In every single case with a semiprime, (BigN-n)/(b-1) = (a-1)/2 (where a and b are the factors we're trying to find, so not BigN's a and b).
I've tested this on non-semiprimes too now (in fact every odd number up to 100, and a bunch of bigger ones), and it seems to hold true for every set of a and b where c is odd (not evens since they don't have BigN). Here's some example output.
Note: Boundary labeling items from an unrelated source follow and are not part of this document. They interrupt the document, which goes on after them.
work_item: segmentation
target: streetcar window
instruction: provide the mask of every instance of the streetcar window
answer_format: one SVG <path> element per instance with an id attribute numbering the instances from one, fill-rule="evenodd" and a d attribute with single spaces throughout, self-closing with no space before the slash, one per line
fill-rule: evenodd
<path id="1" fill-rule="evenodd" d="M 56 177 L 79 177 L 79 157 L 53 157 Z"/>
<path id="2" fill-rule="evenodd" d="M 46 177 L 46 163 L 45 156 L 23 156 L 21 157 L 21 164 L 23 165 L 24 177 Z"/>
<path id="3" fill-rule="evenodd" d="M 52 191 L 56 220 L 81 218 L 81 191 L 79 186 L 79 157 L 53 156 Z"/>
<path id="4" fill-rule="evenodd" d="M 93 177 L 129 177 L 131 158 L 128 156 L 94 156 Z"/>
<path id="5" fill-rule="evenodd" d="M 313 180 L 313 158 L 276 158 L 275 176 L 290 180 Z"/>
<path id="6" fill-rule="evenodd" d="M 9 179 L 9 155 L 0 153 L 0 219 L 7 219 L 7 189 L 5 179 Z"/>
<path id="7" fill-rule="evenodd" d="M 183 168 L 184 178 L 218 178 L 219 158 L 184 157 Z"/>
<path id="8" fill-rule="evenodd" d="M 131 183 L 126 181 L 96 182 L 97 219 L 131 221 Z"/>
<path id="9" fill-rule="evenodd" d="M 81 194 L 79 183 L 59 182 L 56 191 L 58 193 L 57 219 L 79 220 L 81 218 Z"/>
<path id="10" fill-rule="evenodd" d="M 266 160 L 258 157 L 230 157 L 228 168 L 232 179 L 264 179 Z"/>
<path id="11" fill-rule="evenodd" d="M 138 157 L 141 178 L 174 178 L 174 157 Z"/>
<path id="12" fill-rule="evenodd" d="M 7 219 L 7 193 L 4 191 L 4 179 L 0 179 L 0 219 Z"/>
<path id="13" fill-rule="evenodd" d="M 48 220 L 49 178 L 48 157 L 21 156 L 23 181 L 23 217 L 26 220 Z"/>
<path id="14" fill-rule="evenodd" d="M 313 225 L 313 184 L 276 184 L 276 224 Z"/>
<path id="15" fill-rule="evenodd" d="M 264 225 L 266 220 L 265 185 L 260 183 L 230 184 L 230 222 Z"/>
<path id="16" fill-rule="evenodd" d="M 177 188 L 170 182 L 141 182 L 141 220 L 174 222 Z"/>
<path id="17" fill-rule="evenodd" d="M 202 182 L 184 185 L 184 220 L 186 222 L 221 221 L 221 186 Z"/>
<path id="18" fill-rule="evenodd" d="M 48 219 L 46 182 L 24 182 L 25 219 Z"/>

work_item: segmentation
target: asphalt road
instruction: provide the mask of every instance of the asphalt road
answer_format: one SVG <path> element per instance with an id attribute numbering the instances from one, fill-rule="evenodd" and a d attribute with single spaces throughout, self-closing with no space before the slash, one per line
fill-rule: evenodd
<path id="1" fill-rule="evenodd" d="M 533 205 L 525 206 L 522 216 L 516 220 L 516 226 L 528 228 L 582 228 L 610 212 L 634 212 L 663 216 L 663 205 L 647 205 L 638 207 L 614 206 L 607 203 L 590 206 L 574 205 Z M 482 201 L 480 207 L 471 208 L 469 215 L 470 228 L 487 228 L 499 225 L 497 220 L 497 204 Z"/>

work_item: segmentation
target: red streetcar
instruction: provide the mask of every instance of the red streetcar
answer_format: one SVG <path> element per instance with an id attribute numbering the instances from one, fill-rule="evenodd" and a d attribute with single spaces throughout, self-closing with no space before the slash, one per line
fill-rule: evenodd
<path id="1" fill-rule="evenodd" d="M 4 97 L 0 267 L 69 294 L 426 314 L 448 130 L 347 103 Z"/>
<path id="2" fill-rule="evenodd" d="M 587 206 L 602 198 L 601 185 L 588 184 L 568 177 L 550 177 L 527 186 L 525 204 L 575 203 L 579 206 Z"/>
54321BigN cell: (32,26928,117) = {32:26928:233:232:1:54321}, f = -435(32,272,89) = {32:272:233:176:57:953}, f = -435BigN - n = 26656(BigN-n)/(b-1) = 28, (BigN-n)%(b-1) = 0(a-1)/2 = 28(32,1206,108) = {32:1206:233:214:19:2859}, f = -435BigN - n = 25722(BigN-n)/(b-1) = 9, (BigN-n)%(b-1) = 0(a-1)/2 = 9(32,8822,116) = {32:8822:233:230:3:18107}, f = -435BigN - n = 18106(BigN-n)/(b-1) = 1, (BigN-n)%(b-1) = 0(a-1)/2 = 1
I don't know if this is actually useful in any way, but it does seem pretty weird to me that the distance between BigN and n even has any relationship with a and b values that aren't actually related to BigN.
Something’s fishy about this. It’s definitely true that (BigN-n)/(b-1) = (a-1)/2 for every n, but it doesn’t make algebraic sense. So why is it the case?
(BigN-n)/(b-1) = (a-1)/2
((((c+1)/2)-d) – (((a+b)/2)-d)) / (b-1) = (a-1) / 2
(((c+1)/2)-d) – (((a+b)/2)-d) = ((a-1)/2)(b-1)
((c+1)/2)-d = (((a-1)/2)(b-1)) + ((a+b)/2) – d
(c+1)/2 = ((a-1)/2)(b-1) + (a+b)/2
c+1 = (a-1)2(b-1) + a+b
c+1 = (a-1)(2b-2) + a+b
c+1 = 2c-2a-2b+2 + a+b
c+1 = 2c-a-b+2
c+a+b-1 = 2c
The difference between c and 2c is a+b-1, according to the algebra. But it definitely isn't true.
c559
559 =/= 13+43-1
c203
406 =/= 7+29-1
…what?
Each of the points in that first picture is a pair of e and n values. e is the x axis, n is the y axis. The thing I'm talking about involves two points with the same e value but two different n values. It would be a vertical line. Also here's a more hi-res version since you seem to have saved a thumbnail by mistake. I don't mean to be patronizing, but I'm asking this because I'm not sure who you are: do you know much about what we're doing here? Do you know about all of the different variables, how they relate to each other, and the other relationships we've been finding? VQC has mentioned diagonals being important, so you're probably going in a pretty useful direction with your thinking, but I don't think it's related to the thing I was posting about.